Shoving a hand through my hair, I try to calm my emotions. How did I end up with that purse? How did he buy me that purse? It's a coincidence, of course. It really is an old classic recently brought back, a hot item, but God, it's killing me. It's like the universe is trying to tell me something and I don't know what. My gaze sweeps over the bags. There's just so much here, so much money, so much generosity. And something in Kace's reaction to me declining the gifts lingers with me, something beneath his surface, something from his past.

In these bags rest more than fancy trinkets and clothing, for both of us.

I'm not sure what to do with that realization. I just know that I want to understand him. I want to get to know him. Very much, and I can't even seem to muster up an argument or warning that convinces me to walk away from Kace anymore. I don't want to walk away.

I head to the shower, and lather up with a luxurious lily-scented shampoo and body wash. When I turn off the water, the sound of Kace's violin somewhere in the distance sings to me, and my lashes lower, memories flooding my mind. Not since I was a child have I stepped out of a shower to violin music. It was always playing at home. Always. My father loved the instrument. We all did. I still do, but I shove away the past, reminding myself this is the present, and I want to live in the present. For once in my life, I need to live in the moment, if only for a weekend. I grab my towel and dry off, eager to enjoy the luxury of readying myself while he does what we discussed: practices his craft.

Thirty minutes later, I'm in Kace's robe, rather than the pink silk robe I'd found in the bags, and beneath it, I'm wearing a lacy bra and panty set that cost a small fortune.
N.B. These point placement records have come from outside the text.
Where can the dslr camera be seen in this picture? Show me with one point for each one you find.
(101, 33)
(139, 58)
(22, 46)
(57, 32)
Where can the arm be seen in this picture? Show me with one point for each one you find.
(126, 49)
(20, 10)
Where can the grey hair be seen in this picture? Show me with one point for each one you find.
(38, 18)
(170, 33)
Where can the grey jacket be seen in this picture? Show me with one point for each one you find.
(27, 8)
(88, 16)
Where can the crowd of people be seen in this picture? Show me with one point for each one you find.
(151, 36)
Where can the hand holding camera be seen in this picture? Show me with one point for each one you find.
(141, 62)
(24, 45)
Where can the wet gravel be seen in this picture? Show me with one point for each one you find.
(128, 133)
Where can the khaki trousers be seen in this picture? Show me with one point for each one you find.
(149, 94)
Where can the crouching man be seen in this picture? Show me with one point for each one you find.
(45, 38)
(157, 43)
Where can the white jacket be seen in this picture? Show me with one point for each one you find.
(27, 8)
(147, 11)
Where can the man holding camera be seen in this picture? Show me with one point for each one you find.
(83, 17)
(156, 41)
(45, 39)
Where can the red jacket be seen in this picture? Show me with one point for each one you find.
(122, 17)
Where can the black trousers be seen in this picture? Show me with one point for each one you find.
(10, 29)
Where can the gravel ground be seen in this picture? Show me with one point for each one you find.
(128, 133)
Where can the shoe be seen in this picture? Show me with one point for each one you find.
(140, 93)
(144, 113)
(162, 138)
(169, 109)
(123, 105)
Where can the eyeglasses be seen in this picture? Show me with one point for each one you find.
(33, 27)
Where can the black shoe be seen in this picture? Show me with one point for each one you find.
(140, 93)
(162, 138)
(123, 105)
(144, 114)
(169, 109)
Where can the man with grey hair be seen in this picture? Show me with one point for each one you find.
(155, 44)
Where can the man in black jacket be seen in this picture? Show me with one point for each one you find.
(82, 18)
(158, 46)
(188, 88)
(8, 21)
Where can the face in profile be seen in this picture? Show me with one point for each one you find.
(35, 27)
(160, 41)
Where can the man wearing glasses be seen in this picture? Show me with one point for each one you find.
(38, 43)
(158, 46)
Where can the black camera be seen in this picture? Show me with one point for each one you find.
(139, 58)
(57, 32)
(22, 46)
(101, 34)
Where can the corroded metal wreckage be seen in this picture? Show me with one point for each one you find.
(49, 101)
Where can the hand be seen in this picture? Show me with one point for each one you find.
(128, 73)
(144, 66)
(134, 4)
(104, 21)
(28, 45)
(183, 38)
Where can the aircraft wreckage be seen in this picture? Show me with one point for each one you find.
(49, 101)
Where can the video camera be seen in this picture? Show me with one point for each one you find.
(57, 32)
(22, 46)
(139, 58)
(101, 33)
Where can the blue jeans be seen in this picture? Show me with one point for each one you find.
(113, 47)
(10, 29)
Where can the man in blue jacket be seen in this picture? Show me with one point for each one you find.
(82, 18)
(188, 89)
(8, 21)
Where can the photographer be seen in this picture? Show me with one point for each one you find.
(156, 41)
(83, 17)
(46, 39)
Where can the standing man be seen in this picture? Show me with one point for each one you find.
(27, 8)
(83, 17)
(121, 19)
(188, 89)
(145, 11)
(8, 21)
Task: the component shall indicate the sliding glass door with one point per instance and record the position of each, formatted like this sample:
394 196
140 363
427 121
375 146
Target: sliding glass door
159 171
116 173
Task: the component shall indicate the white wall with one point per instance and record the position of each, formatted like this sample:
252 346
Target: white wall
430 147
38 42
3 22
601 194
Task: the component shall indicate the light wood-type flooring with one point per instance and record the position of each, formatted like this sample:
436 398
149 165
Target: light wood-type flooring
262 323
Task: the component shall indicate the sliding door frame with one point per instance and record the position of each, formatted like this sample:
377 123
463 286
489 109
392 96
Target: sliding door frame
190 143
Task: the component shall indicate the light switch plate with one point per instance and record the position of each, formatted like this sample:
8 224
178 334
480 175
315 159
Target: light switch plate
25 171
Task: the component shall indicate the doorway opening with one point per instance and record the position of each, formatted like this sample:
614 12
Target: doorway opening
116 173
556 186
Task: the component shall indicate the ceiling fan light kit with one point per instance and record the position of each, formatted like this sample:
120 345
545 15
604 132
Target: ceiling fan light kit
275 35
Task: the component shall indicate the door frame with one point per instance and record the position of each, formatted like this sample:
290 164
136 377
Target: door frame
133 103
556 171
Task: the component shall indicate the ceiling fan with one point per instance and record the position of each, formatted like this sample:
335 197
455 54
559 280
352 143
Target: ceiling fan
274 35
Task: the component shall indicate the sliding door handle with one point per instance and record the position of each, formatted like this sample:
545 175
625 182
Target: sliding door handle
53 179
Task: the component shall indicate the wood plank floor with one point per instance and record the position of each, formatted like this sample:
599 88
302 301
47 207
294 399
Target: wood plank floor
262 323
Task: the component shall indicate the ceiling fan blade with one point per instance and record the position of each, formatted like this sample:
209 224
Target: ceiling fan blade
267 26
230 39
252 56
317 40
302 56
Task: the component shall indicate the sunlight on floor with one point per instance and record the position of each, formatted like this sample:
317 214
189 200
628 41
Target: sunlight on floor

My makeup is done in soft pinks and my hair is flat ironed to a soft brown silk, compliments of amazing products. And Kace's violin notes are still hauntingly, beautifully present. I shut the bedroom door to try on clothes because no girl wants the man in her life to see her wearing something that looks horrible. I settle for a pair of dressy black jeans, a light V-neck black sweater, and a beautiful pair of high heel ankle boots. I also yank the tag off the adorable round black Gucci purse which is thousands cheaper than the pink Chanel bag. I have no history with this bag that won't be created this weekend with Kace. I fill the bag with the personal items I will need to have handy, and then pack the Gucci suitcase I've been given as well.

Kace's violin goes silent and I quickly prepare to join him, checking my phone to find it only ten percent charged. I consider dialing Nancy to check on the shop before I lose the little charge I have left, but decide better. I gave her time off for her protection. I'm about to slide it into my purse when it rings with a call from Alexander.